Dario Amodei, CEO of Anthropic, in a recent post. He cited the company’s commitment to moving the ball forward on transparency around large language models and other AI tools. This initiative includes modest support for California’s AI safety bill, SB 1047. Amodei stressed the need for understanding these intricate systems. As AI technology develops almost daily, this comprehension becomes essential.
Amodei remarked, “I am very concerned about deploying such systems without a better handle on interpretability.” This statement is indicative of a new and emerging fear among AI developers – that the models powering AI are black boxes. He characterized these models as something “more grown than built.” This means that their development often escapes the robust scrutiny that would apply to such effects through a normal engineering and design process.
Amodei suggested a revolutionary concept to make the inner workings of AI systems transparent. He recommended ongoing “brain scans” or “MRIs” of advanced AI systems. As an example, he noted that Anthropic has made early progress on understanding how models come up with their answers. He cautioned that the biggest hurdles are yet to come. The company claims there are millions of such circuits embedded in AI models. They have yet to actually map most of them out.

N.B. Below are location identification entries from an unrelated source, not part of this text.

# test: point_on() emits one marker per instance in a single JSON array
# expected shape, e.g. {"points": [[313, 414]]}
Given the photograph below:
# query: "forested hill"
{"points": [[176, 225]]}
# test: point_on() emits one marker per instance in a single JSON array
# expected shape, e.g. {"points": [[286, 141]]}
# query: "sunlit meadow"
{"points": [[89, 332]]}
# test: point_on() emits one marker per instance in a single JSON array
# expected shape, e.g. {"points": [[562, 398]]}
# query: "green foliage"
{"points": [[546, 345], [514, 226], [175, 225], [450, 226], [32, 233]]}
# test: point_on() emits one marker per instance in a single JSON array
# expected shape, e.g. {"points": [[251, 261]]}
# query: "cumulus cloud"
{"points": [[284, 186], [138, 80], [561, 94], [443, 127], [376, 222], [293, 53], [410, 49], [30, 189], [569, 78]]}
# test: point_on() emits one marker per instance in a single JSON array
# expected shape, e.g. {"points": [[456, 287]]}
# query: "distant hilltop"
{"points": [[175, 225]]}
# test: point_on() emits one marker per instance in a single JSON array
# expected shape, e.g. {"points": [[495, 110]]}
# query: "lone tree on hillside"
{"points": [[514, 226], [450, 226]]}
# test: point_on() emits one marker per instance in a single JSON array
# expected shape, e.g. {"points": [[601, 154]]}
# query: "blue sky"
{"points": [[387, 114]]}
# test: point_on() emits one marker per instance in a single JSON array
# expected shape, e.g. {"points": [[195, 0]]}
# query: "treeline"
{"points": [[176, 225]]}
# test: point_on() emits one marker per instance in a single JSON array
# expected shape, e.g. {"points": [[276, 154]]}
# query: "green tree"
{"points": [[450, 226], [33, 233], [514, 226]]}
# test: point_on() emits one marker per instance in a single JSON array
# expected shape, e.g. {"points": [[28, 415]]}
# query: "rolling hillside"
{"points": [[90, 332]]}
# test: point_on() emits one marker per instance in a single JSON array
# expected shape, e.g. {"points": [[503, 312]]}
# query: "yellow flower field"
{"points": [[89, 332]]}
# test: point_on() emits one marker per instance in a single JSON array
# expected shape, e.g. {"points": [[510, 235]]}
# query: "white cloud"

In a recent essay, Amodei highlighted the chasms in researchers’ understanding of how leading AI models work. He noted that this poor understanding has created incredible barriers in practice. Additionally, he understood that achieving a full understanding would take five to ten years. This is a big change from his previous projection of reaching the point of no return by 2026 or 2027.
Even with this understanding, Amodei is hopeful about Anthropic’s lofty prediction to consistently identify the majority of AI model issues by 2027. The company has been sinking unprecedented sums into interpretability research. A few years ago, for example, it made a pretty big investment in a startup focusing exclusively on this space.
An AI model recently trained to understand the geographic relationship between U.S. cities and states pinpointed a particular circuit that accounts for this type of understanding. This is an important breakthrough for improving interpretability and understanding how AI is making associations and reaching decisions.
Keenly aware of how fast the tech landscape is changing. For one, Amodei has spoken out against the prospect of an out-of-control global AI race. He has called on the U.S. to go further and impose export controls on all advanced chips going to China to reduce this risk. He termed this situation “a nation of brilliant people locked up in a data bank.” It is a wake-up call to hasten addressing the consequences that come with breakneck speed AI development.